Nefes almaya dahi çekiniyordum. En ufak bir hareketimde kıvılcımlar çıkan bu gergin ortam alev alacakmış gibi hissediyordum. Kimsenin tek bir hareket ya da kelime dahi etmemesi de beni korkutuyordu.

Daha ne kadar bekleyeceğimizi düşünürken tanıdık ama bilmediğim bir dilde konuşan kişi ile 'sonunda' dedim. Bu dili bilmiyordum ama kelimelerin içine saklanmış sertliği algılayabilmiştim. Bir süre ses gelmedi, daha sonra ise hırıltılı bir ses aynı sertlikle karşılık verdi.

Biz şu an neredeydik? Hangi konuma düşmüştük?

''İnsan dilini biliyoruz. Misafirimiz çekinmesin.'' Ağır aksanı vardı. Duraklayarak konuşmuştu. Bu sesi tanımıyordum ve karşı taraftan birileri olduğunu düşünüyordum. Öyle ki bu sözler sığındığım bedeni fazlasıyla rahatsız etmişti. Bileğine sarılı olan elim şişen damarları hissetmişti.

''O misafir değil, benim eşim!'' Kesinlikle karşı çıkmamam gereken bir ortamdaydım.

Evet onun eşiyim! diye çığlık dahi atabilirdim.

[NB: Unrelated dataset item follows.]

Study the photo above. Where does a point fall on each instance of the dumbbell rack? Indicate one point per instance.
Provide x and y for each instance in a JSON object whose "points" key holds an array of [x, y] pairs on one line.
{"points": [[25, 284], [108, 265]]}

Parmaklarımı sıkılaştırarak çok hafif bir şekilde şişmiş pazılarının yanından başımı hafifçe çıkararak karşıya baktım. Ben Akirlilere canavar diyerek haksızlık yapıyordum. Asıl canavarlar bu kırmızı varlıklardı. Beyaz göz bebekleri ve kırmızı irisleri ile şeytan tasvirlerine benziyorlardı. Kurak topraklar gibi çatlamış tenlerinin aralarında kırmızı sıvımsı şeyler gözüküyordu. Onların kan olmadığını düşünmek istiyordum. Açıkta kalan tek gözüm ile onları izlerken en önde duran, kırmızı taşlarla süslü tacı olan bedenin kırmızının en koyu tonunda ki gözleri direkt benim mavi korkuyla açılmış gözlerime kilitlendi.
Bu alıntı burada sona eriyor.